Ah ça m’as-tu envoyé mon bulletin oui ou non ce qu’il y a de certain c’est que je ne l’ai pas reçu.

6e Journée.

Le soir je me couche et je sens que j’ai quelque chose dans l’œil ; je me frotte l’autre œil sans obtenir de résultat et je m’endors. Le lendemain le quelque chose y était encore ; je me frotte l’autre œil ; keinen resultat ; je me lave à grande eau ; keinen resultat. A ce moment la situation était déplorable ; j’avais très mal et ne voyais clair ni d’un œil ni de l’autre. En regardant par la fenêtre je voyais une espèce de masse vaporeuse qui n’était autre chose que la montagne du Roule avec à gauche une ligne droite qui était un mât car nous donnions sur les bassins du port de Commerce. Néanmoins je descends et je rencontre Fuchs qui me demande ce que j’ai ; il émet l’opinion que c’est un coup d’air et me dit de me frotter avec de la chandelle je me frotte et j’obtiens ce résultat de ne plus avoir mal à l’œil droit et de voir de l’œil gauche. Je me mets de plus un torchon sur l’œil droit. Au commencement je ne vois pas grand chose mais la montagne du Roule commence à quitter son apparence nuageuse et à prendre des formes plus nettes. Nous grimpons en voiture et nous voilà en route. On monte d’abord pendant quelques temps on voit de là une vue sur la rade jusqu’au delà de la jetée.
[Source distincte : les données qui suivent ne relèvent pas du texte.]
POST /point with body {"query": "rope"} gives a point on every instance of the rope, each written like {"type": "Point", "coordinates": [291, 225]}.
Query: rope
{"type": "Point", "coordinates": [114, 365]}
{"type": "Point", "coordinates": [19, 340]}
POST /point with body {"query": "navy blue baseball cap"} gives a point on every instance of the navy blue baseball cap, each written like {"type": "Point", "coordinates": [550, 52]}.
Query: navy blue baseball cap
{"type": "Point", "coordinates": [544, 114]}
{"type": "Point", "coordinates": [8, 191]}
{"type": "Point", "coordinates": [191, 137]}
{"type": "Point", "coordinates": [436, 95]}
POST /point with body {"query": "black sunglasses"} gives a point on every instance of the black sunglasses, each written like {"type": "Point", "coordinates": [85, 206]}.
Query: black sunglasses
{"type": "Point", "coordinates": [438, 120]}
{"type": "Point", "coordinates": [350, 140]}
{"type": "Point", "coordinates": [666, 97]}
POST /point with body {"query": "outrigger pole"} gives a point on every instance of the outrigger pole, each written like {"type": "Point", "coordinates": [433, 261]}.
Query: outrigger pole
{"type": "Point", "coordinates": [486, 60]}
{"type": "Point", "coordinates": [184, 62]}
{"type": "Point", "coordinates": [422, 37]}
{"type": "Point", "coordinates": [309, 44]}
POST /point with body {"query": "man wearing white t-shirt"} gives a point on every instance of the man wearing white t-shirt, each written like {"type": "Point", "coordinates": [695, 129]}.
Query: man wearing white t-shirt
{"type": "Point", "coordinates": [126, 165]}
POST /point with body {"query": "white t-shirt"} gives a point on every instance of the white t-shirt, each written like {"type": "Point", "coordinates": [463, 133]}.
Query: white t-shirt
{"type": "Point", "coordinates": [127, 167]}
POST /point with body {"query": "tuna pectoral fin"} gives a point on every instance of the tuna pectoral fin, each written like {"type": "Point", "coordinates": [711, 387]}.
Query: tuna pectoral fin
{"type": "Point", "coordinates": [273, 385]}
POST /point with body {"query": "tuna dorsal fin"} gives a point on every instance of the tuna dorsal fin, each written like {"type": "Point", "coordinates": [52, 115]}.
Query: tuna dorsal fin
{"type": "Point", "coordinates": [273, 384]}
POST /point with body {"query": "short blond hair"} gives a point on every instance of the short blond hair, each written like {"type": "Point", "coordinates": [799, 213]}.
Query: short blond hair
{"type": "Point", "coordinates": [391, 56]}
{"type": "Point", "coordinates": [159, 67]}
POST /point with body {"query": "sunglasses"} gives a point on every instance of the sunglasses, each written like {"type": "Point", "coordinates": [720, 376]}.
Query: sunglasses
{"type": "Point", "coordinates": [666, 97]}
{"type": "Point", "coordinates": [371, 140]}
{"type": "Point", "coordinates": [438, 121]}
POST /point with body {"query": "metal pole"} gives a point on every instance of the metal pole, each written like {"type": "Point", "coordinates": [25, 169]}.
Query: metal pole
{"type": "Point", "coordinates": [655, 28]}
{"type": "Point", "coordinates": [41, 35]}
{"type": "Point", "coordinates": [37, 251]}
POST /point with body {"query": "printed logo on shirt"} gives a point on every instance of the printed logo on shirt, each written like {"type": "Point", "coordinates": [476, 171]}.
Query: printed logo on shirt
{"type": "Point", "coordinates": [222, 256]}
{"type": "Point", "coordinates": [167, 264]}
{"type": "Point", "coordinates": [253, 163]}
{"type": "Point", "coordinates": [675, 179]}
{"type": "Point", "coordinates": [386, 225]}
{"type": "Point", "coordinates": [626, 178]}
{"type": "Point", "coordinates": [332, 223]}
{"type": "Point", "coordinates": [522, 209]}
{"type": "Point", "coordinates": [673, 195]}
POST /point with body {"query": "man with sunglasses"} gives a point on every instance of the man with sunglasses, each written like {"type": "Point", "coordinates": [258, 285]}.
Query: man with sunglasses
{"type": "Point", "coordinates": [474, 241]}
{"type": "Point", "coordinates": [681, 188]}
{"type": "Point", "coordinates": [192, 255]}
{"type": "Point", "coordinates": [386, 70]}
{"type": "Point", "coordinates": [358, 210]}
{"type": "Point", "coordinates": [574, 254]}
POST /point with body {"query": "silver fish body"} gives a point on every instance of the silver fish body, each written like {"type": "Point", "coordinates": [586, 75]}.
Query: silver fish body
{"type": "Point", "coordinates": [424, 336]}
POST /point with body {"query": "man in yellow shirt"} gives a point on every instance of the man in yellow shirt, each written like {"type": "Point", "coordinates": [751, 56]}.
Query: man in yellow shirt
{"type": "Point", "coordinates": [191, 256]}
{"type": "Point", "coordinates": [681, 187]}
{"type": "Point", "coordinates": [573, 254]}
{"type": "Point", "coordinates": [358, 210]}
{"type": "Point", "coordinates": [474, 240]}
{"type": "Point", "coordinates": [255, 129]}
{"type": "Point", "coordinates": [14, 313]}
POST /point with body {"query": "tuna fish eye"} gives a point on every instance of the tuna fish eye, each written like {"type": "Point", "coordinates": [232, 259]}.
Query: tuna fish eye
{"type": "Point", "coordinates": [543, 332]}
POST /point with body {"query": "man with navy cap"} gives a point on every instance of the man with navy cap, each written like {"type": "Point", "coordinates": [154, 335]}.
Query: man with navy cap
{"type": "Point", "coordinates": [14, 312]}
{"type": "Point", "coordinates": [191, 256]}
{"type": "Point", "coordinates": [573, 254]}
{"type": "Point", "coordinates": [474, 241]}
Mais je n’en ai pas une idée bien nette ; puis on traverse des prairies cotentinoises qui comme je te l’ai dit bornent le milieu entre le faciès normand et le faciès breton c’est à dire que les haies ne sont pas aussi plantureuses qu’à Viller, p. e. [par exemple], mais qu’elles renferment non des carrés de pois ou d’autres cultures bizarres, ou surtout de bruyères mais des prés avec pommiers.

AL, 3 p. Collection particulière, 75017 Paris.